As Boardwalk Empire is in it’s last season, I just wanted to point out -wait for it- that the producers missed out in a huge opportunity to really take this amazing show further. It’s coming… Wait for it. How did they not see that it wouldn’t go beyond five seasons without this pertinent character? You’re going to love this idea… Wait for it. They’ve pretty much killed every one off in season four and need some new blood. Well, hello, I don’t know my blood type but this new blood absolutely belongs as a guest star. I could be O+…. I don’t know, probably not even vampire worthy… moving on. But hey HBO, you need me! Plus I like to play pranks on my cast mates, which couldn’t be more annoying and distracting. Just a thought. Seriously, this time, moving on…
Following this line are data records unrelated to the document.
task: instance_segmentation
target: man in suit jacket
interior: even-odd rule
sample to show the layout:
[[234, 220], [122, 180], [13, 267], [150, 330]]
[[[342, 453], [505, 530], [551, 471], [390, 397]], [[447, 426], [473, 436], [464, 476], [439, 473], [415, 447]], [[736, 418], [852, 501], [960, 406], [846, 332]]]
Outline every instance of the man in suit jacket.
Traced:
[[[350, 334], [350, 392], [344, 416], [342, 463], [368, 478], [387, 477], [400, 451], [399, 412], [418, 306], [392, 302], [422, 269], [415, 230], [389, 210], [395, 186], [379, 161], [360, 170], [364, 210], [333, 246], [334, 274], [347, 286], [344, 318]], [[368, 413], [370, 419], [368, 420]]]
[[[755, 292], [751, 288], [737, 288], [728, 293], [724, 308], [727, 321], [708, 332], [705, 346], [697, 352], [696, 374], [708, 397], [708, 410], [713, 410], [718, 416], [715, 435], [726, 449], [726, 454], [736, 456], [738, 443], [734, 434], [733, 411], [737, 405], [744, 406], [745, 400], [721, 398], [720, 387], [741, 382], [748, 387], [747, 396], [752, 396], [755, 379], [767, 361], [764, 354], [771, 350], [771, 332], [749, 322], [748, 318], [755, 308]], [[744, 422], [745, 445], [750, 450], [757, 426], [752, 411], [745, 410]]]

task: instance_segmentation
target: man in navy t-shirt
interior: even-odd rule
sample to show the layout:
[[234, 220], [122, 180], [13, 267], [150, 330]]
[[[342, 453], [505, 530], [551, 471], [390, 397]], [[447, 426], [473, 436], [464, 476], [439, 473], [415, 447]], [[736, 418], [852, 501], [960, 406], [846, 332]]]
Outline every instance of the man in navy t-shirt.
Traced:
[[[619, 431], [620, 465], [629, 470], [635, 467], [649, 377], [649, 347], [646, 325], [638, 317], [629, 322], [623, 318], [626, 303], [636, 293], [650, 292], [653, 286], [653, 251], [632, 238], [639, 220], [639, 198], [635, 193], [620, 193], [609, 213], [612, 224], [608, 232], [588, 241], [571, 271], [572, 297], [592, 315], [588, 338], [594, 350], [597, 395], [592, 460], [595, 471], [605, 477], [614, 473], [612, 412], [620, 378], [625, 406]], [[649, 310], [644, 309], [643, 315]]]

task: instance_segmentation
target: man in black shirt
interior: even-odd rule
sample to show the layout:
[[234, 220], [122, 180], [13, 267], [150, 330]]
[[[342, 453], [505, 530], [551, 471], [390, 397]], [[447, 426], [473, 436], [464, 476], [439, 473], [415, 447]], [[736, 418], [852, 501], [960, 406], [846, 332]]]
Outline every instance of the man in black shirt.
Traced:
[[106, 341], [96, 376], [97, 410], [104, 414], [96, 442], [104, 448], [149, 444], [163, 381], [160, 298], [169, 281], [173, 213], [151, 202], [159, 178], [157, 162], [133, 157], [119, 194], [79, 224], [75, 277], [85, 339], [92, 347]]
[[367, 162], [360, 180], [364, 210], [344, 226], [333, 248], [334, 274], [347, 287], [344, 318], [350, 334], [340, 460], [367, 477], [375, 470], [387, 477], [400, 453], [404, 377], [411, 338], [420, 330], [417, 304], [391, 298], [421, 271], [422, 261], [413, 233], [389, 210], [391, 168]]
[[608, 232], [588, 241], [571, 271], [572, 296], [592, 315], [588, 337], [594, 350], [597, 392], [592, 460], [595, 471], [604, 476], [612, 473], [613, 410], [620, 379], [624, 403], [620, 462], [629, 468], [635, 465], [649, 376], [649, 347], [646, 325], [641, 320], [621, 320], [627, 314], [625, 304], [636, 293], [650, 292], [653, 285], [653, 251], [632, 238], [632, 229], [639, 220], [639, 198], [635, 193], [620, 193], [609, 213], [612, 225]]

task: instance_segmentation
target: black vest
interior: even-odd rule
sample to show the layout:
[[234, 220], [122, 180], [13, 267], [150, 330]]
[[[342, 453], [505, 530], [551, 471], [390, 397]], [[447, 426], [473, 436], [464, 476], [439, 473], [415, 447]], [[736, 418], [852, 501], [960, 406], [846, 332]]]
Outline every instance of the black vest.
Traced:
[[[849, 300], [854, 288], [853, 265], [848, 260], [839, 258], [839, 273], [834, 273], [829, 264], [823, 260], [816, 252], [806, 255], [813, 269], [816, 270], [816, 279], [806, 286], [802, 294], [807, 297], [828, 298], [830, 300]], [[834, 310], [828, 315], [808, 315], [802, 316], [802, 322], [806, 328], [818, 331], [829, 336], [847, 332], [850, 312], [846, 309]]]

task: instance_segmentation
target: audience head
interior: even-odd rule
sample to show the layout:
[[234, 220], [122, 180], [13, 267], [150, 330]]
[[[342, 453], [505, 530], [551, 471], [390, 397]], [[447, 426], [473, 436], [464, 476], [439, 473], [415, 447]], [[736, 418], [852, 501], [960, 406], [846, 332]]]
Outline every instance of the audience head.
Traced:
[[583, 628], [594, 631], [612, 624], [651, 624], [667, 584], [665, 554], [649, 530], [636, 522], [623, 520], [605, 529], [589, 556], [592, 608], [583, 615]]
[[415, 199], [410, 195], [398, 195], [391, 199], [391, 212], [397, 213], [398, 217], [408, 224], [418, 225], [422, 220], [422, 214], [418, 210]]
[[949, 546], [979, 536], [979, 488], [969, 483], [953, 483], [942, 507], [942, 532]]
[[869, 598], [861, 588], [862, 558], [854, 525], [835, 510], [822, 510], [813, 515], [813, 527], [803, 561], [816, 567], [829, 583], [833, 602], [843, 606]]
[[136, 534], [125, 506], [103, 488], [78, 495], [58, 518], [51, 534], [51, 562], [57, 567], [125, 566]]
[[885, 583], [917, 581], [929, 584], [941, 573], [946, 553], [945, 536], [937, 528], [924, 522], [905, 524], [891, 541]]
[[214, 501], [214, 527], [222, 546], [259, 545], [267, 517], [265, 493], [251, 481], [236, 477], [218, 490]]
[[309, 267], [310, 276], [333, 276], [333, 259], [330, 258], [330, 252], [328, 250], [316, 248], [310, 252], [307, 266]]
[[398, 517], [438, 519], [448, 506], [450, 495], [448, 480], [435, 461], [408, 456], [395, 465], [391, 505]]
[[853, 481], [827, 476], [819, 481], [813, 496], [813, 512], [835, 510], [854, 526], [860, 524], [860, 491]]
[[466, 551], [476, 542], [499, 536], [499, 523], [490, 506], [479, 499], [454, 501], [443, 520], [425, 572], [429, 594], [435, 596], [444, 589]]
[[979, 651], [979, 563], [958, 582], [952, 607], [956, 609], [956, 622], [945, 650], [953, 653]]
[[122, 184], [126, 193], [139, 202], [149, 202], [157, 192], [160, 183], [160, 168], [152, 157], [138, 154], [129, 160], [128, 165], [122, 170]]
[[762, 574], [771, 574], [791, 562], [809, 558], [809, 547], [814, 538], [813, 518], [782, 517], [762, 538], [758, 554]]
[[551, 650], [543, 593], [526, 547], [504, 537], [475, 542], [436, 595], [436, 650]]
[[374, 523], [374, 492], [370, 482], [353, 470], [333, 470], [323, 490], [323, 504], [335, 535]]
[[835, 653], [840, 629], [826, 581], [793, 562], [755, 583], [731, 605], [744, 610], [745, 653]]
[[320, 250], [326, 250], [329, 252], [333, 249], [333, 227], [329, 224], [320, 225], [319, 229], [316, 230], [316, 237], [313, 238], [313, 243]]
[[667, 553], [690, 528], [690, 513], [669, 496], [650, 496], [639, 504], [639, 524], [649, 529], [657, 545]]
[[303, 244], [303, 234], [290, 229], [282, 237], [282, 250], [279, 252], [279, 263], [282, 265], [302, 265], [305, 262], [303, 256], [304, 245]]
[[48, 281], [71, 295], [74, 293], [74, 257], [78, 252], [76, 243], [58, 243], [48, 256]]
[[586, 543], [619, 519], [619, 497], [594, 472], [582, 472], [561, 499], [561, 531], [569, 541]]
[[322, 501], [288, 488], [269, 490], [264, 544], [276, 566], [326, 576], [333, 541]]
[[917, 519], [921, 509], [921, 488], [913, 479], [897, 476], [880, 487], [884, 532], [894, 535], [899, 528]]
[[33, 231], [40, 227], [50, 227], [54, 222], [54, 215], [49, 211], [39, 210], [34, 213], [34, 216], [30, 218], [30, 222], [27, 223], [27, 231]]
I could be Nucky Thomspon’s new love interest. Go with me on this… A performer on the beach, who suddenly can’t swim and Nucky jumps in with his fancy clothes to save me. I mean, who jumps in the ocean with a tight rope balancing stick anyway? Uh… this bitch! My character’s name should be Marla. I don’t know where that came from either but since it’s set back in the 1920s, I imagine Marla is a good name. Spoiler alert. So Nucky is going to find out that Marla is really a spy, only, she is disguised -and introduced- as a beach performer. As everyone has warmed up to Nucky, now a reformed bootlegging mobster, Marla will be working with, What he will think, is an innocent unicyclist fawning for his attention; but really… She’s working for the crooked cop guy who was busted down and his vengeance toward Nucky is futile. So Marla’s gotta “off” Margaret’s nosey butt, but instead sends her and her children away under false pretenses. Hey, I can’t play a killer. I have a weak stomach. So, back to the secret spy part… So, she uses Nucky, to convince crooked cop guy, Van Alden, that she’s just a girl wrapped up in a crazy scheme. And when the shit hits the fan… Everyone turns up dead or in jail and she shows up at the end of this final season on Arnold Rothstein’s arm! What the hell?! Ohhhh yeah, edge of your seat writers… Arnold and Marla have been plotting all along to take over the East coast, knocking off every mobster and bootlegger in their wake. Remember when Rothstein was making these secret phone calls and trips in season 3? (I think it was season 3) well… It was him and Marla making a fail-proof plan to over take Jersey City. I know. I know. Now that I think about the twists and turns Marla will be doing to flip this show upside down, she’s kind of a whore. Dammit… well, on the bright side, fans of Boardwalk Empire… You’re welcome.